Researchers from Southern University of Science and Technology, Chongqing University, and Huawei Technologies have developed an innovative method to address a critical challenge in deploying spiking neural networks (SNNs) on neuromorphic chips: their ability to adapt to distribution shifts in real-world scenarios. Their approach, called Threshold Modulation (TM), enables SNNs to dynamically adjust to new data distributions during deployment without requiring source data or labeled target samples.

SNNs have gained popularity as energy-efficient alternatives to traditional artificial neural networks (ANNs), particularly for edge devices with low power requirements. These networks transmit information through discrete spike events rather than continuous activations, mimicking biological neural systems. When deployed on specialized neuromorphic chips, SNNs offer remarkable energy efficiency for tasks like image classification. However, like all neural networks, their performance can degrade significantly when facing input distribution shifts, such as environmental changes or sensor aging.

The researchers identified a significant gap in the field: while online test-time adaptation (OTTA) techniques exist for traditional ANNs, these methods are not well-suited for SNNs, especially when deployed on neuromorphic hardware with its unique constraints. Their novel TM approach addresses this gap through neuronal dynamics-inspired normalization that modulates the firing threshold of spiking neurons.

The TM framework consists of three phases: pre-training, deployment, and online adaptation. During pre-training, the SNN learns features from the source domain using Membrane Potential Batch Normalization (MPBN), which normalizes membrane potentials after neuronal charging. Before deployment, the model undergoes threshold re-parameterization, allowing it to be mapped onto neuromorphic hardware. During adaptation, the model dynamically adjusts firing thresholds based on current statistics, making it responsive to distribution shifts without modifying model weights or requiring additional computational overhead.

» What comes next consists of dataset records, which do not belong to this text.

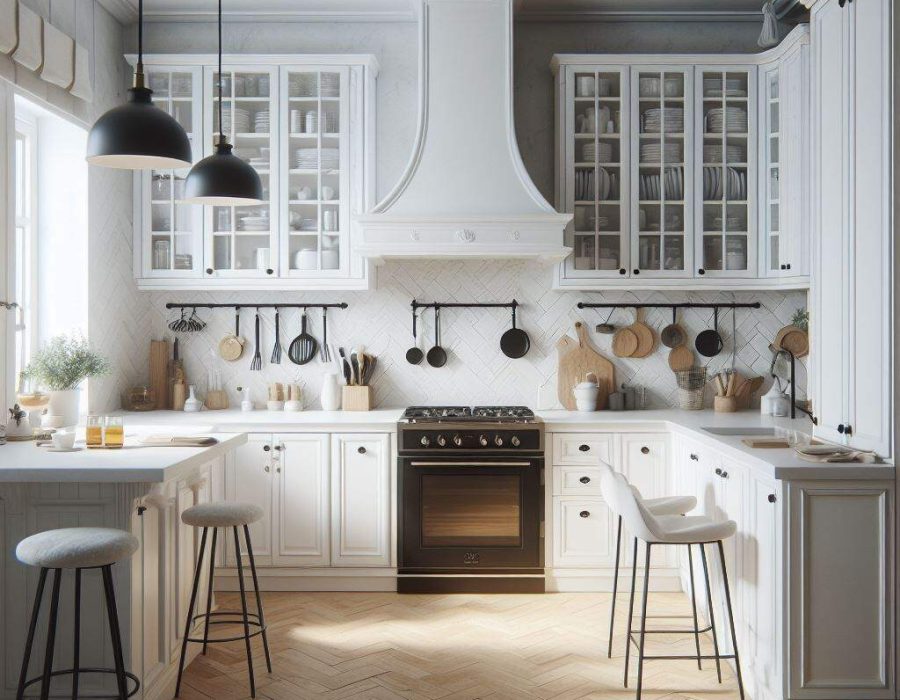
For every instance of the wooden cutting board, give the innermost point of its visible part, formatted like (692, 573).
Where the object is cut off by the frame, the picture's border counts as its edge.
(576, 359)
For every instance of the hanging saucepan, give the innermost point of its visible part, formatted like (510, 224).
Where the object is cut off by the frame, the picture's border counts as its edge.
(414, 355)
(515, 342)
(672, 335)
(437, 356)
(709, 342)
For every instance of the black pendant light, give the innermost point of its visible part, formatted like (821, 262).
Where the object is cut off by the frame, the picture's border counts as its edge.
(223, 179)
(137, 135)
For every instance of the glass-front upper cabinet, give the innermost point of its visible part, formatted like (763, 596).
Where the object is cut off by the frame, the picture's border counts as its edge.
(315, 171)
(661, 171)
(242, 241)
(596, 177)
(172, 244)
(726, 181)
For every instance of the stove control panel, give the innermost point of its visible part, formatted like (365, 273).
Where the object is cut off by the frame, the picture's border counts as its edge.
(475, 439)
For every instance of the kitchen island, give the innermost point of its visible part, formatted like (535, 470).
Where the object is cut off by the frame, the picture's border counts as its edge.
(140, 489)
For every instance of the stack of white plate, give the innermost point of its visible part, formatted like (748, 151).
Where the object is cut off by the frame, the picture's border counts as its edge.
(602, 151)
(712, 153)
(261, 122)
(733, 118)
(654, 153)
(670, 118)
(241, 119)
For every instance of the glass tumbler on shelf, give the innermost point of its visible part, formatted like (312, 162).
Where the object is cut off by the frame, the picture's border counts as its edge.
(114, 431)
(93, 431)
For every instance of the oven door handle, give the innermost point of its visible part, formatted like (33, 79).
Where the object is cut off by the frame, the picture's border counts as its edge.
(470, 464)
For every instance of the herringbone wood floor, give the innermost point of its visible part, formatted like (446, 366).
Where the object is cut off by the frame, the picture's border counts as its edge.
(379, 646)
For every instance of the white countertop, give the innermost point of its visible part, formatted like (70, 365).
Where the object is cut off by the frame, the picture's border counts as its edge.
(24, 462)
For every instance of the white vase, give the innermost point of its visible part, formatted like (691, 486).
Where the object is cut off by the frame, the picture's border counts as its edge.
(331, 392)
(65, 404)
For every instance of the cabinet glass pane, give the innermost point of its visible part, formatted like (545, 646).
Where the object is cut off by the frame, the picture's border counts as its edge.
(171, 224)
(242, 235)
(726, 170)
(661, 153)
(313, 114)
(596, 233)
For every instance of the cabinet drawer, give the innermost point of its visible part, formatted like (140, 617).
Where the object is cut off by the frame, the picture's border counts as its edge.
(582, 448)
(577, 481)
(583, 532)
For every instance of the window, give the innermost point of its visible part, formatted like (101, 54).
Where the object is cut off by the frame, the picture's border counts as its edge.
(23, 256)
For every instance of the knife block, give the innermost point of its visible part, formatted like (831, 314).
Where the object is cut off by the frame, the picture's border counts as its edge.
(356, 398)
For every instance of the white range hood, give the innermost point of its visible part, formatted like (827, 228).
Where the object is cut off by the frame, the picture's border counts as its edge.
(465, 192)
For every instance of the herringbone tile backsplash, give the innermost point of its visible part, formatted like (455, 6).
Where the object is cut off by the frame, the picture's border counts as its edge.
(476, 372)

The researchers developed two main variants of their approach: TM-NORM, which keeps affine parameters frozen while updating statistics, and TM-ENT, which additionally updates affine parameters through entropy minimization. Extensive experiments on benchmark datasets including CIFAR-10/100-C, ImageNet-C, and various digit recognition transfer tasks demonstrated the effectiveness of both variants.

For example, on CIFAR-10-C with the ResNet-20 backbone, TM-NORM reduced the average classification error from 46.7% to 25.2%, while TM-ENT achieved a slightly better 24.8%. Similar improvements were observed across different model architectures and datasets. The method proved effective even in resource-constrained settings with a batch size of 1, showing its practical applicability for edge devices.

Energy consumption analysis revealed that TM-NORM increases power consumption by only 3% compared to models without adaptation capability, making it significantly more efficient than direct calibration approaches that require 12% additional energy. The researchers also conducted ablation studies to understand the contribution of different components of their approach, finding that entropy minimization offers limited benefits while substantially increasing energy consumption.

This work represents one of the first dedicated attempts to address online test-time adaptation for SNNs in neuromorphic computing environments. By enabling SNNs to adapt to changing data distributions with minimal computational overhead, the proposed method enhances their practical utility in real-world deployment scenarios and provides valuable guidance for future neuromorphic chip design.